Berlin (ddp). Die hauptstädtischen Theater können nach Auffassung Volker Hesses, Intendant des Berliner Maxim Gorki Theaters, "viel vom Theater an der Ruhr lernen". Das Modell des Mülheimer Ensembles, 1980 von Regisseur Roberto Ciulli und Dramaturg Helmut Schäfer als unabhängiges Theater gegründet, funktioniere seit 20 Jahren erfolgreich, sagte Hesse am Freitag in Berlin. An den Berliner Bühnen sei derzeit nur im künstlerischen Bereich zu sparen, alles andere sei eng festgelegt und damit "sehr problematisch", sagte Hesse mit Blick auf die schwierige Tarifsituation. "Über die Strukturen muss freier nachgedacht werden", forderte der Intendant.

Erstmals seit seinem gefeierten Berlin-Gastspiel von 1996 (mit "Im Dickicht der Städte") kommt das Theater vom 7. bis 10. Februar wieder in die Hauptstadt. Gezeigt werden drei Inszenierungen von Theatergründer und -intendant Ciulli: Carl Sternheims Komödie "Bürger Schippel" (7.2.), Shakespeares "Der Kaufmann von Venedig" (8.2.), "Kaspar" von Peter Handke (9.2.) - seit 1986 in mehr als 30 Ländern gezeigt - und zum Abschluss "Der kleine Prinz" von Saint-Exupery (mit Ciulli in der Titelpartie).
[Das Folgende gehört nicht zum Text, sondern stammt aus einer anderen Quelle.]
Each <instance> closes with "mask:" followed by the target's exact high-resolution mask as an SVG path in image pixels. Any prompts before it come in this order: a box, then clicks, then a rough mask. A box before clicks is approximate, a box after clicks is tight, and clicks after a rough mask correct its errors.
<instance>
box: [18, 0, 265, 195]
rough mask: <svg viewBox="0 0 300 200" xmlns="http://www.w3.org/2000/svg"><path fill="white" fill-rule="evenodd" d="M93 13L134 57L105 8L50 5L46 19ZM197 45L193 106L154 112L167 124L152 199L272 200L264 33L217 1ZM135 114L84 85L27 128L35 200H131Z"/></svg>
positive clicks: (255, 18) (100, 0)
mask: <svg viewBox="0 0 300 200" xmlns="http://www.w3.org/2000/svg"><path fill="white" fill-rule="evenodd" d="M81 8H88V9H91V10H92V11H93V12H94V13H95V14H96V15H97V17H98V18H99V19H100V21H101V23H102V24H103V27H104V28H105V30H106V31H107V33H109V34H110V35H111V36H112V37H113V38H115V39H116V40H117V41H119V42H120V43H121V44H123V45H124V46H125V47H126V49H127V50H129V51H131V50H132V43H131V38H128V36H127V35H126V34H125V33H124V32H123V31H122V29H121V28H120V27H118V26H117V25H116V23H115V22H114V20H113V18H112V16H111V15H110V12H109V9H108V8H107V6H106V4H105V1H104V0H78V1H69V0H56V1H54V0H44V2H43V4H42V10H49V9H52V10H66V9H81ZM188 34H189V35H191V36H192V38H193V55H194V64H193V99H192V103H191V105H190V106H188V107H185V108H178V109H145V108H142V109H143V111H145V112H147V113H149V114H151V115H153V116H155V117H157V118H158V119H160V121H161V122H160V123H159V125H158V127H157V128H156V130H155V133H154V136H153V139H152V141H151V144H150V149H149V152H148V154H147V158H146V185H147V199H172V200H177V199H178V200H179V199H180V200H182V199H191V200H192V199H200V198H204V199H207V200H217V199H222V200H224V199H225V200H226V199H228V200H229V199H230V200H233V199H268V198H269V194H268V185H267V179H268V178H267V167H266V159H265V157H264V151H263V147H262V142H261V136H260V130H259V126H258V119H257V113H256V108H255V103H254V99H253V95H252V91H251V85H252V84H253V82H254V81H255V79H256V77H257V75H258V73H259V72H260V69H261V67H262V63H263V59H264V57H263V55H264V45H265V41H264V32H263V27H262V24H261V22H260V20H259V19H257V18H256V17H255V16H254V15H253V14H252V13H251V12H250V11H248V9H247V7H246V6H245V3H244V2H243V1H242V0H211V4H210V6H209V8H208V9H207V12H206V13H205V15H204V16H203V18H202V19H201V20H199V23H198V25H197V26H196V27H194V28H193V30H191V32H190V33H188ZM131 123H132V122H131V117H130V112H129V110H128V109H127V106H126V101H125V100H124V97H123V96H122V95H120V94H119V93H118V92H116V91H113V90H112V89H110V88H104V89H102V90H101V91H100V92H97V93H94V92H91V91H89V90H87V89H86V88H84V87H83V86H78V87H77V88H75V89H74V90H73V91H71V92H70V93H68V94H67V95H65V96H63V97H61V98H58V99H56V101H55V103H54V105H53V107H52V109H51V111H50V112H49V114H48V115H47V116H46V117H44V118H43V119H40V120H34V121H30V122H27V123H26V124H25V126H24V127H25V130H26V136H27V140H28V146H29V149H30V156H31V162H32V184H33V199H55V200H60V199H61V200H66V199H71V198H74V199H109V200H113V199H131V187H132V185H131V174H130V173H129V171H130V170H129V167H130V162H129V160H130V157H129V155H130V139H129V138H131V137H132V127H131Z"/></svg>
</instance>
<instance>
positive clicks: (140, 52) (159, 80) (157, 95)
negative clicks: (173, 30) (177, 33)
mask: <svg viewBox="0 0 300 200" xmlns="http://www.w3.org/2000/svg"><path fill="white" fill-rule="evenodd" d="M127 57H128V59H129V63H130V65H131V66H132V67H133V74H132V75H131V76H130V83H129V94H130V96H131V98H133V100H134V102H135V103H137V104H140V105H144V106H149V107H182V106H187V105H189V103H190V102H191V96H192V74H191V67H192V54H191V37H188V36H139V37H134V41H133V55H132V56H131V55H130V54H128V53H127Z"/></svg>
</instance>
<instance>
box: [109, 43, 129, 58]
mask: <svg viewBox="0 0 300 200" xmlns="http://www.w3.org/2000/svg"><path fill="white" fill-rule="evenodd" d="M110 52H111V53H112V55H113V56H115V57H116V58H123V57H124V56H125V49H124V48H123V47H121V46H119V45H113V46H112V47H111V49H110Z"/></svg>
Das Gastspiel solle der Beginn einer kontinuierlichen Zusammenarbeit zwischen beiden Theatern sein, betonten Hesse und Ciulli.

Alle Inszenierungen seien "aus der Gegenwart heraus gedacht", sagte Ciulli. So solle mit dem "Kaufmann von Venedig" unter Beweis gestellt werden, wie aktuell dieses noch immer als antisemetisch geltende Stück sei. Ciulli versprach eine "ziemlich klare, aber eigenwillige Interpretation".

Das Theater an der Ruhr erwirtschaftet laut Ciulli die Hälfte seines Etats von jährlich rund 3,22 Millionen Euro selbst - durch den Verkauf seiner Vorstellungen im In- und Ausland auf Honorarbasis. Bis zu 180 Mal pro Jahr spielt das Ensemble in anderen Städten. Es könne aber nur in einer subventionierten Theaterlandschaft existieren, betonte Ciulli.

Von Anfang an sei das Theater dem Gedanken der internationalen Verständigung verpflichtet. So arbeiteten die Mülheimer mit Künstlern in Polen, dem ehemaligen Jugoslawien, Russland und der Türkei zusammen. Zuletzt inszenierte Ciulli in Teheran mit großem Erfolg "Bernarda Albas Haus" mit iranischen Darstellerinnen. Mitte März will er für zwei Wochen erstmals seit dem Golfkrieg wieder im Irak arbeiten.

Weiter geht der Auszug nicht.